Richtest du dich auf die Vergangenheit aus, kommen Scham und Schuld auf. Das ist eine gute Gelegenheit, die Last zu erkennen, die du mit dir herumschleppst. Schaust du dir diese Last an, gewinnst du vielleicht Aufschluss darüber, warum du sie herumschleppst. Je mehr du die Last der Vergangenheit erkennst und spürst, desto leichter fällt es dir, sie abzuwerfen. Niemand möchte diesen Sack mit alten Knochen herumschleppen. Er ist einfach viel zu schwer und macht eine Menge Lärm. Wenn du läufst, kann jeder die Schädel darin klappern hören.
Die Vergangenheit mit sich herumzutragen, beschränkt deine Erfahrung des gegenwärtigen Moments. Du kannst nie richtig da sein. Und je mehr du mit den Gedanken abschweifst, desto uneffektiver bist du. Vielleicht bist du nicht einmal in der Lage, einen Fuß vor den anderen zu setzen. Falls das auf dich zutrifft, mach einen Alkoholtest. Vielleicht bist du nicht alkoholtrunken, aber trunken vom Gestern, von der vergangenen Woche oder vom vergangenen Jahr.
Freiheit trifft ein, wenn wir ganz in der Gegenwart dieses Augenblicks sein können. Alles andere ist nur die eine oder andere Form von Knechtschaft.
Hab keine Angst vor der Gegenwart. Sie wird dich nicht verschlingen. Das tut nur die Vergangenheit. Sie ist wie ein gigantischer Alligator, der dich in die Tiefe des Flusses herunterzieht. Die Gegenwart jedoch tut das nicht. In der Gegenwart zu sein ist wie in einem Kanu ohne Paddel auf dem Fluss zu gleiten. Du hast eine wunderbare Aussicht, aber du weißt nicht, wohin die Reise geht.
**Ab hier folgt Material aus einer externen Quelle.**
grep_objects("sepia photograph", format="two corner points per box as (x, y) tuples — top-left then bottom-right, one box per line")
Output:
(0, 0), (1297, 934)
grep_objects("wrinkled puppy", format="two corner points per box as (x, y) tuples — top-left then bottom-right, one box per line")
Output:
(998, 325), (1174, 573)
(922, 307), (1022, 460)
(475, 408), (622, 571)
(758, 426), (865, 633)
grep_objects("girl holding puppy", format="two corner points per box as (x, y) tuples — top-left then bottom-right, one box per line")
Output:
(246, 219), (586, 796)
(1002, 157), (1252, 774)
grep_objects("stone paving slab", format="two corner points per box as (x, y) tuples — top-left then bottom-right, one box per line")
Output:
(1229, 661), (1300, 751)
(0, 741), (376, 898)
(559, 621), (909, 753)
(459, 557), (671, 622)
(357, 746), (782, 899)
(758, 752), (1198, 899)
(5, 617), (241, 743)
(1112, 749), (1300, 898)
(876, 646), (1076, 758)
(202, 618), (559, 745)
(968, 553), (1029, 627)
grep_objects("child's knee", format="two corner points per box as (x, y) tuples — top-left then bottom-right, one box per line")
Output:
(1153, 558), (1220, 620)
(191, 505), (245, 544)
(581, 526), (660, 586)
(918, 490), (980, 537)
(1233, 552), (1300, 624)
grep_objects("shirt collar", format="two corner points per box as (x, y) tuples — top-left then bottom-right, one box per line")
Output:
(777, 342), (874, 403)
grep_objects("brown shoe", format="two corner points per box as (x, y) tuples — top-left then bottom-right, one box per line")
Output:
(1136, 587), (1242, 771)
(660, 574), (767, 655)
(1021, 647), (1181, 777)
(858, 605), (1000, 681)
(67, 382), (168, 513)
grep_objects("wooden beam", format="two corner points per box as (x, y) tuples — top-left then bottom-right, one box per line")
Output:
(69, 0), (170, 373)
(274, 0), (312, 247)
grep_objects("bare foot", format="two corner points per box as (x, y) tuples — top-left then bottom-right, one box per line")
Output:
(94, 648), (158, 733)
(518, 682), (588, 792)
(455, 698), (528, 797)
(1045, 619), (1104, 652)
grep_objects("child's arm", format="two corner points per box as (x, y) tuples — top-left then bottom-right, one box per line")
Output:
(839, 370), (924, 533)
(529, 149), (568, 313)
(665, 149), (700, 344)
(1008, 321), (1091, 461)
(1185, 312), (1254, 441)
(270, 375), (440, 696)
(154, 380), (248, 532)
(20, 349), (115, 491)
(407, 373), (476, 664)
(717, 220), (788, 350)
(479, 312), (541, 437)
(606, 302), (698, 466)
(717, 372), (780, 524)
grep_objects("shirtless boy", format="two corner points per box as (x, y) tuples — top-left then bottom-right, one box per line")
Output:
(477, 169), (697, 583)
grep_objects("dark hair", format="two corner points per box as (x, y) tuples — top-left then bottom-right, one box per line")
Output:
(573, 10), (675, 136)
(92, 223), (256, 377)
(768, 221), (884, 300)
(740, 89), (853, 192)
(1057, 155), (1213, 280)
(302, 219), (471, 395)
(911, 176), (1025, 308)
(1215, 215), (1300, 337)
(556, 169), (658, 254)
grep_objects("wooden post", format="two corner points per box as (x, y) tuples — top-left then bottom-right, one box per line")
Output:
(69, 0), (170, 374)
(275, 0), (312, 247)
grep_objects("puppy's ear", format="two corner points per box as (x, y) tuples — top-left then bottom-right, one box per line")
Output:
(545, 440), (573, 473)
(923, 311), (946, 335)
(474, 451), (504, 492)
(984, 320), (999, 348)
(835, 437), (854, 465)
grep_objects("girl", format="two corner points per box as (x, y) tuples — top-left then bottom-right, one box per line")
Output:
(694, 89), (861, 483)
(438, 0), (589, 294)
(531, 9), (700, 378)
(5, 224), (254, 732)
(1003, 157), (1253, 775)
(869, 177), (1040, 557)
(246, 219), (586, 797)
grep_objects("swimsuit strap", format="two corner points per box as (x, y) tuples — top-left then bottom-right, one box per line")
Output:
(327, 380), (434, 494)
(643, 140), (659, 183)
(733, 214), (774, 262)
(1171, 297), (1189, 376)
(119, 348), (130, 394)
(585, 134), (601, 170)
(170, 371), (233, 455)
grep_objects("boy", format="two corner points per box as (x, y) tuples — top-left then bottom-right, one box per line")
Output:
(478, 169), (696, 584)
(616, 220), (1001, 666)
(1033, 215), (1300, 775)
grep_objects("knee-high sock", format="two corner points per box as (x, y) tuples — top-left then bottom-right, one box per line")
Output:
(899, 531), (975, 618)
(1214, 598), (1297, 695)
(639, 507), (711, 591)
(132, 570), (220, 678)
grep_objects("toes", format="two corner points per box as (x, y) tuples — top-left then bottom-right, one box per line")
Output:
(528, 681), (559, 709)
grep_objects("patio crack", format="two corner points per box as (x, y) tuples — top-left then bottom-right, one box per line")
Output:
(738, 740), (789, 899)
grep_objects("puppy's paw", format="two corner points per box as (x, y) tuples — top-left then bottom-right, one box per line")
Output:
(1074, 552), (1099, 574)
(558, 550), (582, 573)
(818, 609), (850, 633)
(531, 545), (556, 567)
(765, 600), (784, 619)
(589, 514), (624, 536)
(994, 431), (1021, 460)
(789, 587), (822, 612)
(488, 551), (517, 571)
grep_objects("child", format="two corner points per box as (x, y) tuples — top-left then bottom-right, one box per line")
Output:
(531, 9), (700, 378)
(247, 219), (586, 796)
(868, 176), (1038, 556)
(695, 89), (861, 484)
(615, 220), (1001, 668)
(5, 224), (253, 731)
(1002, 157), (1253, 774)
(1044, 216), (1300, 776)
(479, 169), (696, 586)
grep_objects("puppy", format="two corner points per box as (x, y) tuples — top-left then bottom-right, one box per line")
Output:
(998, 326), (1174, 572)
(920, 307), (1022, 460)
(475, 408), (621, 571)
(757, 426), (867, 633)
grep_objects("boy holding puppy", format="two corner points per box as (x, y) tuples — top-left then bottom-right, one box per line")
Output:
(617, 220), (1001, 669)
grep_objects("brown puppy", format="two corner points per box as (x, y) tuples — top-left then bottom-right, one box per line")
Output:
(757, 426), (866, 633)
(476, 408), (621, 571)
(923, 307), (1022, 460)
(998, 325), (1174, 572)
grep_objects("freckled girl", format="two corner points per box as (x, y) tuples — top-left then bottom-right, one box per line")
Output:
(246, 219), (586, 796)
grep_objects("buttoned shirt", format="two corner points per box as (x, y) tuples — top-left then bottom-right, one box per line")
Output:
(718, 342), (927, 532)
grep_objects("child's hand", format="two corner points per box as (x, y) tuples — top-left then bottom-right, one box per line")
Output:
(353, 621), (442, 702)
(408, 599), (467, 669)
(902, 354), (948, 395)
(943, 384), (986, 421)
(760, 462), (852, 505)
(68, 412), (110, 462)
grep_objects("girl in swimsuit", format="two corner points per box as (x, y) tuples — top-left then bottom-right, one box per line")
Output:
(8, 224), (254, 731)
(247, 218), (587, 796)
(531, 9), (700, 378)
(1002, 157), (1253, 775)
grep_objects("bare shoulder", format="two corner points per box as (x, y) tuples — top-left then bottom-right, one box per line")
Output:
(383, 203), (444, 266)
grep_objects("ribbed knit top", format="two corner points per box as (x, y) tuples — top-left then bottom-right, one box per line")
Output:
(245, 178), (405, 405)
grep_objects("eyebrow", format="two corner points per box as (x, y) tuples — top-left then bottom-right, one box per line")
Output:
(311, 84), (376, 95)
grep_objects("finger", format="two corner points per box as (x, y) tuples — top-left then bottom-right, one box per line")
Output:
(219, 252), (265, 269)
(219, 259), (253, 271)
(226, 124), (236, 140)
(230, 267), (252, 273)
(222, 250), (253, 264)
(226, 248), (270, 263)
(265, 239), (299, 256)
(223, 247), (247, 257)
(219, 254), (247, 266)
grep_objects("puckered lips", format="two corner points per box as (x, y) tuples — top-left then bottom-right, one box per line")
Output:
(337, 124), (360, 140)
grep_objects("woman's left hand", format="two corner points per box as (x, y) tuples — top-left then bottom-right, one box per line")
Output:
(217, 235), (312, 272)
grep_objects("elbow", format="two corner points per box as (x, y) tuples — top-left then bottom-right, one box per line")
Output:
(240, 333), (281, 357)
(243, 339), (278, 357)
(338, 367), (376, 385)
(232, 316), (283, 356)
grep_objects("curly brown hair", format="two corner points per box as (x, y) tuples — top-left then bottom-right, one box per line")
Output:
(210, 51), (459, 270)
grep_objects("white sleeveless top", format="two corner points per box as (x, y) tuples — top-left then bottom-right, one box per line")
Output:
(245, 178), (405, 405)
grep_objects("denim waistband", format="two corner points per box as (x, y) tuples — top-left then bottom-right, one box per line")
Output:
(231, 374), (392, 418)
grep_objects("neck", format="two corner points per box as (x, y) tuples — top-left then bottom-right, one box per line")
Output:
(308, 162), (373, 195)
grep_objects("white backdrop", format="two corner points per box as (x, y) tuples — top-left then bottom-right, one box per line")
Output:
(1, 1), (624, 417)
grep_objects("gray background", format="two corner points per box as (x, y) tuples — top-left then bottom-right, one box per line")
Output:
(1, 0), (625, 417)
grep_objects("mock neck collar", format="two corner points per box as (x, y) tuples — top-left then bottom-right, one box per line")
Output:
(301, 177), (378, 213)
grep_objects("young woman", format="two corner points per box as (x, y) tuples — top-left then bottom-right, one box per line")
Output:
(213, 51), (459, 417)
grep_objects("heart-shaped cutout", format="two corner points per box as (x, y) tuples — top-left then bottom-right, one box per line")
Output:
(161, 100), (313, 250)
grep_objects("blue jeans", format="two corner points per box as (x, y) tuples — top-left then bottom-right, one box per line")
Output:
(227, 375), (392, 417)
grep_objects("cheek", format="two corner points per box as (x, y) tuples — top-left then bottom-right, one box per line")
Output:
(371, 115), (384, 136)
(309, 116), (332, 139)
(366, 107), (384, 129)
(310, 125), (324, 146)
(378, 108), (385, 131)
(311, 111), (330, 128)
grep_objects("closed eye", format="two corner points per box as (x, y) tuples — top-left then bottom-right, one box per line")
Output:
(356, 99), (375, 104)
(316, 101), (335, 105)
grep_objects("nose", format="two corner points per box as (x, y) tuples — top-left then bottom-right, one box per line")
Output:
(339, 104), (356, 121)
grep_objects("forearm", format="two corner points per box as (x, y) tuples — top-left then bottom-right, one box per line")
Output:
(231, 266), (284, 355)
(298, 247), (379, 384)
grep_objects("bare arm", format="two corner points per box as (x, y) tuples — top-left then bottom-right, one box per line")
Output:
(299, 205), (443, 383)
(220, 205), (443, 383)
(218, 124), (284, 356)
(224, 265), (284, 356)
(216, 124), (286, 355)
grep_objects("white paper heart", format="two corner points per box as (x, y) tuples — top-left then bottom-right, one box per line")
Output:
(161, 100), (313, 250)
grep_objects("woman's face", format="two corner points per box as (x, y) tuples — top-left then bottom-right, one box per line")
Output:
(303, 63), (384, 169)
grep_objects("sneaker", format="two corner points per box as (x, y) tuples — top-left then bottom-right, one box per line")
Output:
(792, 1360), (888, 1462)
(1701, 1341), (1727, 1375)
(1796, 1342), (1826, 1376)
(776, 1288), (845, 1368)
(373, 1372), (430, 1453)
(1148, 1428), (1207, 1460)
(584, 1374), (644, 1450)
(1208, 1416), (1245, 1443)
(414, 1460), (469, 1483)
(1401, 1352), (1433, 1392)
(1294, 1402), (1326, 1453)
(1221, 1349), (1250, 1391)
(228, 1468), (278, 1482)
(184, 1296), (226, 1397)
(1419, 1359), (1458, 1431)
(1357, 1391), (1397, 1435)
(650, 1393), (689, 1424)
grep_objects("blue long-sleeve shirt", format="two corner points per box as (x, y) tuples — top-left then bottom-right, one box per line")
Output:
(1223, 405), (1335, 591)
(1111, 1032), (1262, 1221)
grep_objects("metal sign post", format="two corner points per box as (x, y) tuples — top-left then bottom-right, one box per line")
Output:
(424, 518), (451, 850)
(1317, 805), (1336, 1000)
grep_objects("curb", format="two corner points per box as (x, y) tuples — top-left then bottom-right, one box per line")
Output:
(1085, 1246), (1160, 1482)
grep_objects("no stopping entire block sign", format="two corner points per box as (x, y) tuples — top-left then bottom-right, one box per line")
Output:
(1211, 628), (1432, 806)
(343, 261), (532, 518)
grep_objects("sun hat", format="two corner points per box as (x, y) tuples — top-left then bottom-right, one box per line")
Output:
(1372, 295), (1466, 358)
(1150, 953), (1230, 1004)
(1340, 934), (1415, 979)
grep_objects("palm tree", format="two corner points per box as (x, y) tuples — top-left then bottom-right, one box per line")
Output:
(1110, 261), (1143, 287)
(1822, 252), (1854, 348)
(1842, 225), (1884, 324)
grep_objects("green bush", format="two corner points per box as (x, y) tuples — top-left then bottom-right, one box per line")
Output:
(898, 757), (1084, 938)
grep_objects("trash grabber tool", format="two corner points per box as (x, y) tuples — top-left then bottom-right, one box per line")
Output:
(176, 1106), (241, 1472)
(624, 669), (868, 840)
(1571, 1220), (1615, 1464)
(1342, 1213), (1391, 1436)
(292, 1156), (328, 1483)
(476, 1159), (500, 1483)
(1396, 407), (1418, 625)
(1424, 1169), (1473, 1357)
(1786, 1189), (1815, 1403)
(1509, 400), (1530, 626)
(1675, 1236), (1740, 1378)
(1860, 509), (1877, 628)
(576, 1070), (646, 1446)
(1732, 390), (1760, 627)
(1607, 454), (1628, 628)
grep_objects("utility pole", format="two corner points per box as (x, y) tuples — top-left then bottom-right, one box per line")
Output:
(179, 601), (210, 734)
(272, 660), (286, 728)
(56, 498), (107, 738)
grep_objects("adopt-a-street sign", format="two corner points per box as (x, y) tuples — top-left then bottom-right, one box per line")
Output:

Jedes Mal, wenn wir in der Gegenwart sind, bietet sich uns die Gelegenheit, dem Universum zu vertrauen. Entweder weiß der Fluss, wohin er fließt, oder er weiß es nicht. Sicher ist: Wir werden es früher oder später herausfinden.
Der Zukunft erlauben, sich zu entfalten
Eines ist sicher: Du weißt nicht, wohin der Fluss führt. Du hast keine blasse Ahnung. Je eher dir das klar wird, desto besser.
Frage dich, wie viele deiner gut geschmiedeten, sorgfältig ausgearbeiteten Pläne funktioniert haben. Bist du ein großer Schöpfer oder vergisst du The Secret immer wieder? Sei mal ehrlich. Falls du so bist wie die meisten Menschen, musst du zugeben, dass das Leben sich selten so zeigt, wie du es dir wünschst oder erwartest.
Ich habe Neuigkeiten für dich. Es gibt kein Geheimnis. Alles liegt klar zutage. Du musst nur deine Augen öffnen. Ich sage es dir geradeheraus: Weder du noch ich haben die leiseste Ahnung. Weder du noch ich können unser Leben entwerfen oder kontrollieren. Wenn wir das könnten, wären wir alle Ingenieure anstatt Dichter, Priester oder Tankwarte.
Ein Mensch auf dem spirituellen Weg mag über das Gesetz der Anziehung sprechen; trotzdem hat er keine Ahnung, was in seinem Leben geschehen wird. Sollte er versuchen, dir etwas anderes zu erzählen, so lügt er. Die meisten Menschen erschaffen unbewusst. Selbst diejenigen, die bewusst erschaffen, tun dies nur zeitweise. Das Ergebnis ist immer eine bunte Mischung.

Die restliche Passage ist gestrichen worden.